P20 L15: Is the purpose to choose a winner out of EDGAR and TNO? This section seems to *almost* make this point, but could be more clear. It is worth stating, even if the conclusion is the unsatisfactory one that the RTM is too ambiguous to choose.
P21 L27: Is the 'boiler room', discussed as part of the CH4 section, a potential source of CO?
P21 L28: “cadran” -> “quadrant”
P24 L3: “…nocturnal fluxes without photosynthesis …” I agree with this statement, but it seems to contradict an earlier statement that “…, the air measured at midnight at Saclay travelled during the day and it is thus not straightforward to select which hours of the inventory should be favored.”

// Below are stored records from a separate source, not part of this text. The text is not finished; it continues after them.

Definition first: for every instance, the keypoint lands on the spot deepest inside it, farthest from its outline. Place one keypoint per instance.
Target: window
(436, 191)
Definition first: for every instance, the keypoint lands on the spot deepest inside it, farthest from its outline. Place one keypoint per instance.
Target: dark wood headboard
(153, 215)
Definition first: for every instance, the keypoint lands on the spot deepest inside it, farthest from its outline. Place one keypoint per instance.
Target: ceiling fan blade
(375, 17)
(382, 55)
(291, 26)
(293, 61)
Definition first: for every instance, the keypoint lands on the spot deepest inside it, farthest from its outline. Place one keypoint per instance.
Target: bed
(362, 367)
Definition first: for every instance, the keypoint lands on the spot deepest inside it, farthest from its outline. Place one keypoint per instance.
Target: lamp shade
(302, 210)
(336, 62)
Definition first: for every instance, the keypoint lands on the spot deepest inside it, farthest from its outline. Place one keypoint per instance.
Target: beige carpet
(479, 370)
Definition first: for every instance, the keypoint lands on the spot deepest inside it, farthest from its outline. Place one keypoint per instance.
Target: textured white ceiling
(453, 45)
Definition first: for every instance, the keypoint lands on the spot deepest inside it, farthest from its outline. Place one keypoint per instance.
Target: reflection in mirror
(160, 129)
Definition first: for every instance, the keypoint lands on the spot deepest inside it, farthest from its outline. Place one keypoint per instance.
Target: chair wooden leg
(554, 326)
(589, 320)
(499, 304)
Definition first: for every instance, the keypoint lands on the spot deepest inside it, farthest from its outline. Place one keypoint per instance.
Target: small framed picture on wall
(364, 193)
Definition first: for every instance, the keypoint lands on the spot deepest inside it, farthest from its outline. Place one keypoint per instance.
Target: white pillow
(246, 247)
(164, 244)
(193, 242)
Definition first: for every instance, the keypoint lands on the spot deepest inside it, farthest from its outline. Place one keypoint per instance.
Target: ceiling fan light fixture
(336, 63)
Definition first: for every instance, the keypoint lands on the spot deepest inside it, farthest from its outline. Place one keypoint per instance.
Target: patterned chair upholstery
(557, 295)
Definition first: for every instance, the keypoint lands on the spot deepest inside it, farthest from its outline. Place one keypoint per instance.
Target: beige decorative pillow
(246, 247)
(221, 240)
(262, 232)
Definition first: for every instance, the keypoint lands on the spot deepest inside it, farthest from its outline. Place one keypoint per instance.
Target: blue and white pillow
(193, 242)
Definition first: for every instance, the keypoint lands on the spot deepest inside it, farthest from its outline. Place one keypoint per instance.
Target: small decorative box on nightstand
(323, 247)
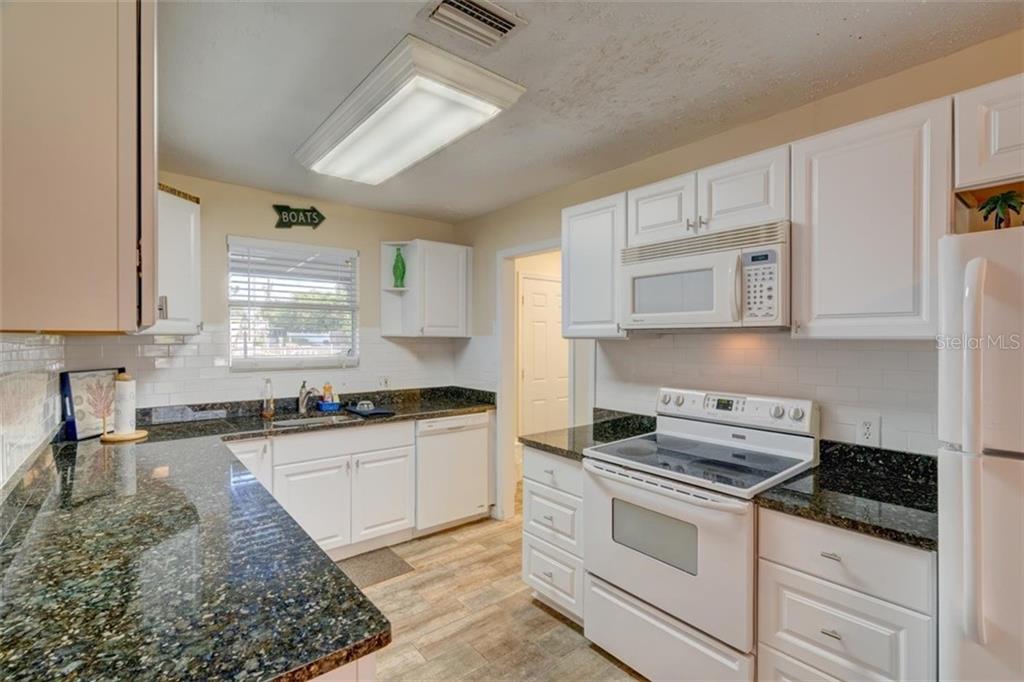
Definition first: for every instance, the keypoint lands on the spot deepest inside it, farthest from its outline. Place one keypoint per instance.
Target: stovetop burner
(688, 459)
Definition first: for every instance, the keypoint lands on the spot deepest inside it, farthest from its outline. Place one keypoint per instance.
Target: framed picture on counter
(87, 401)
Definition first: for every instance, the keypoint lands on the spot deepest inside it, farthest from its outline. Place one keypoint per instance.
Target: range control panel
(794, 415)
(761, 285)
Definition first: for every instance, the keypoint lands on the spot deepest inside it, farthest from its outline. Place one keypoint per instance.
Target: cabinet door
(869, 204)
(78, 166)
(383, 493)
(664, 210)
(745, 192)
(317, 495)
(593, 236)
(256, 457)
(178, 308)
(990, 133)
(444, 282)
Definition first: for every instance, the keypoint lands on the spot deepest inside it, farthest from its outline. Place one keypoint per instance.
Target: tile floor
(464, 613)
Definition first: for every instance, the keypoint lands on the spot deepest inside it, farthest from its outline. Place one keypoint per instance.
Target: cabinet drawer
(347, 440)
(555, 573)
(654, 644)
(552, 470)
(889, 570)
(840, 631)
(776, 667)
(553, 515)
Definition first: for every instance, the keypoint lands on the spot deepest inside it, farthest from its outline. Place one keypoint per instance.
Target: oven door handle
(620, 475)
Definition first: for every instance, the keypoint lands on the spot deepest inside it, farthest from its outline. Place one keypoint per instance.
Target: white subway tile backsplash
(175, 370)
(893, 379)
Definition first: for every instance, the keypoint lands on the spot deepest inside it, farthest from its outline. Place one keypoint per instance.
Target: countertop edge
(842, 522)
(338, 658)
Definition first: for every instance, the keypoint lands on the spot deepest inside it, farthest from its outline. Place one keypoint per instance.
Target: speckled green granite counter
(886, 494)
(608, 426)
(162, 560)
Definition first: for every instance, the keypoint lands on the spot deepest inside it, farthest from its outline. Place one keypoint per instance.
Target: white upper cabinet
(740, 193)
(869, 203)
(990, 133)
(435, 298)
(664, 210)
(178, 302)
(751, 190)
(444, 292)
(593, 235)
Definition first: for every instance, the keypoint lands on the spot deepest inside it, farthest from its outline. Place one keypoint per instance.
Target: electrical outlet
(869, 430)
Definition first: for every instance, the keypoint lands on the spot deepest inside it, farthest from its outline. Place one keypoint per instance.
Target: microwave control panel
(761, 285)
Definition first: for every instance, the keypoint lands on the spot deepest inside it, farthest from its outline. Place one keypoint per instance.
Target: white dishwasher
(452, 474)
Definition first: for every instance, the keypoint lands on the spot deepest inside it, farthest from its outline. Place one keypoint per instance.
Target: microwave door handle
(636, 481)
(737, 288)
(972, 462)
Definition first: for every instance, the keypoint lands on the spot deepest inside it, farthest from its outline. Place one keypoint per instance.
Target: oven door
(683, 550)
(700, 290)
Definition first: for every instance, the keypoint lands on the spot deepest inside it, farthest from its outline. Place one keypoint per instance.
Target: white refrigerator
(981, 460)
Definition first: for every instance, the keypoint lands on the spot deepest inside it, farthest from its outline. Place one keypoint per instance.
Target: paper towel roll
(124, 403)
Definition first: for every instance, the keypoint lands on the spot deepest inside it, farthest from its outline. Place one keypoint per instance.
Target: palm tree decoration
(1000, 205)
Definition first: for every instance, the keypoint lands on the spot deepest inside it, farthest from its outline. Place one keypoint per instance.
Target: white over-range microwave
(739, 278)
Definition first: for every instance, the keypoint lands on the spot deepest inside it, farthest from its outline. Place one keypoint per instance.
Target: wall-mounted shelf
(435, 298)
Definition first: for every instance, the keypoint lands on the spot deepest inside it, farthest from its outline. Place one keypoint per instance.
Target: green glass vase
(398, 269)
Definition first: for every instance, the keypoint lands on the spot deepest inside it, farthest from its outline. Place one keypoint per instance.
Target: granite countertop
(608, 425)
(161, 560)
(242, 428)
(886, 494)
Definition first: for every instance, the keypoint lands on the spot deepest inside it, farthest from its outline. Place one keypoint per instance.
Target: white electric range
(669, 529)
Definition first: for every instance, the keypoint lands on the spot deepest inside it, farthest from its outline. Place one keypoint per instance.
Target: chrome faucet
(304, 395)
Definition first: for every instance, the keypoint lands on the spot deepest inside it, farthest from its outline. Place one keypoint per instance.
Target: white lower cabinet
(383, 491)
(256, 457)
(552, 529)
(317, 496)
(832, 602)
(654, 644)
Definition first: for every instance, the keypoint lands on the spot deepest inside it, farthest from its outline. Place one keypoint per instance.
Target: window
(291, 305)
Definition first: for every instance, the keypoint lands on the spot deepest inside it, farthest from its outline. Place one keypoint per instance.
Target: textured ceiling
(242, 85)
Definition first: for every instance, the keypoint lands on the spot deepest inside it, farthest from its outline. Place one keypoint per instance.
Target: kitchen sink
(307, 421)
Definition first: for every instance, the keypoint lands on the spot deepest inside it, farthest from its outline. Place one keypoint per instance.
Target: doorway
(542, 353)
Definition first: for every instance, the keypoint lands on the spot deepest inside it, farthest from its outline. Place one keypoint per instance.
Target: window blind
(291, 305)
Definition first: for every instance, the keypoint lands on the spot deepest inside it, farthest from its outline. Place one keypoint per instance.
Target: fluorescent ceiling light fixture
(416, 101)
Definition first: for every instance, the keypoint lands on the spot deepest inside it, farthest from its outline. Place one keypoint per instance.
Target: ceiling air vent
(482, 22)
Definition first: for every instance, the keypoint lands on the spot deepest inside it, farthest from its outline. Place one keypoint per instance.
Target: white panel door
(593, 236)
(990, 133)
(745, 192)
(544, 356)
(383, 493)
(869, 204)
(257, 459)
(444, 282)
(664, 210)
(317, 495)
(179, 307)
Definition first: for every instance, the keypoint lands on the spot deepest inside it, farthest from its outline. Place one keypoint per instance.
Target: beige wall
(539, 218)
(231, 209)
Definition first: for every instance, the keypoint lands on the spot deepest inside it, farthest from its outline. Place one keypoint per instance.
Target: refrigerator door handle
(971, 422)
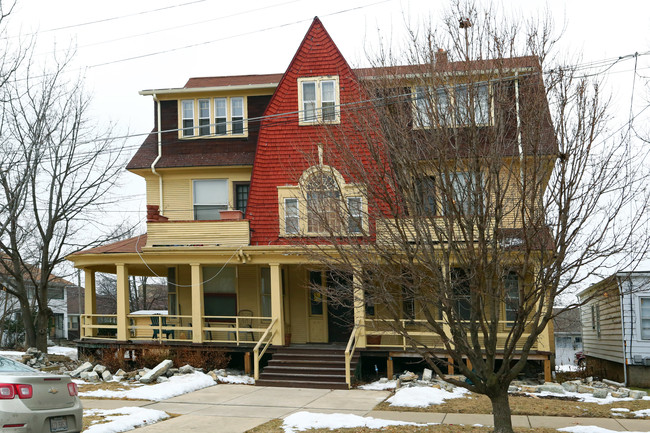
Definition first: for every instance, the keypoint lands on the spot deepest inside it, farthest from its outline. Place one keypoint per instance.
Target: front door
(340, 308)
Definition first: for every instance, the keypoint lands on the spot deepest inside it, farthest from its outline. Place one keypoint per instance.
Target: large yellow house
(224, 168)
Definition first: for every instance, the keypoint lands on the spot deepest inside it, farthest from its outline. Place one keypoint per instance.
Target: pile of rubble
(598, 389)
(44, 362)
(160, 373)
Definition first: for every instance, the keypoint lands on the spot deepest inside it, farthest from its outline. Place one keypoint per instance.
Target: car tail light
(24, 391)
(7, 391)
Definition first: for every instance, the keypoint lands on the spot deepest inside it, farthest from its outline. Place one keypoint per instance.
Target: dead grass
(275, 426)
(528, 405)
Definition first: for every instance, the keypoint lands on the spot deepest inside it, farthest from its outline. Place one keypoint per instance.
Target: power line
(103, 20)
(180, 26)
(199, 44)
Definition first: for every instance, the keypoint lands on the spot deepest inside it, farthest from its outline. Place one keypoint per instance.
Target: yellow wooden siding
(609, 345)
(248, 292)
(298, 304)
(198, 233)
(177, 187)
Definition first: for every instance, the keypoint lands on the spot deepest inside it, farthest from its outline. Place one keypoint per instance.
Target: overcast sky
(127, 46)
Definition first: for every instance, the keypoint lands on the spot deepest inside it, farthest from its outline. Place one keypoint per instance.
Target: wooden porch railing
(349, 352)
(106, 330)
(160, 327)
(270, 333)
(240, 329)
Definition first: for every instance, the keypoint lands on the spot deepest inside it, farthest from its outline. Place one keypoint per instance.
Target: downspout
(153, 164)
(622, 298)
(519, 145)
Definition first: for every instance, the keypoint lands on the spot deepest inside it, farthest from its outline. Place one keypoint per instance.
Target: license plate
(58, 423)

P24 L18: “1.5” -> “1.5 x 10^-3”
Some acronyms need explaining, e.g. CCGCRV, NRT
The impact of this publication would be increased if the datasets and code used to generate the results in the paper were made available more conveniently, for instance by depositing them with a repository like zenodo.
References (cited in this review)
Chambers, S. D., Griffiths, A. D., Williams, A. G., Sisoutham, O., Morosh, V., Röttger, S., Mertes, F., and Röttger, A.: Portable two-filter dual-flow-loop 222Rn detector: stand-alone monitor and calibration transfer device, Adv. Geosci., 57, 63–80, https://doi.org/10.5194/adgeo-57-63-2022, 2022
Griffiths, A. D., Chambers, S. D., Williams, A. G., and Werczynski, S.: Increasing the accuracy and temporal resolution of two-filter radon–222 measurements by correcting for the instrument response, Atmos. Meas. Tech., 9, 2689–2707, https://doi.org/10.5194/amt-9-2689-2016, 2016
Schery, S. D., D. H. Gaeddert, M. H. Wilkening, Factors affecting exhalation of radon from a gravelly sandy loam, J. Geophys. Res., 89, 7299–7309, 1984.
Zhuo, W., Guo, Q., Chen, B., and Cheng, G.: Estimating the amount and distribution of radon flux density from the soil surface in China, J. Environ. Radioact., 99, 1143–1148, doi: 10.1016/j.jenvrad.2008.01.011, 2008.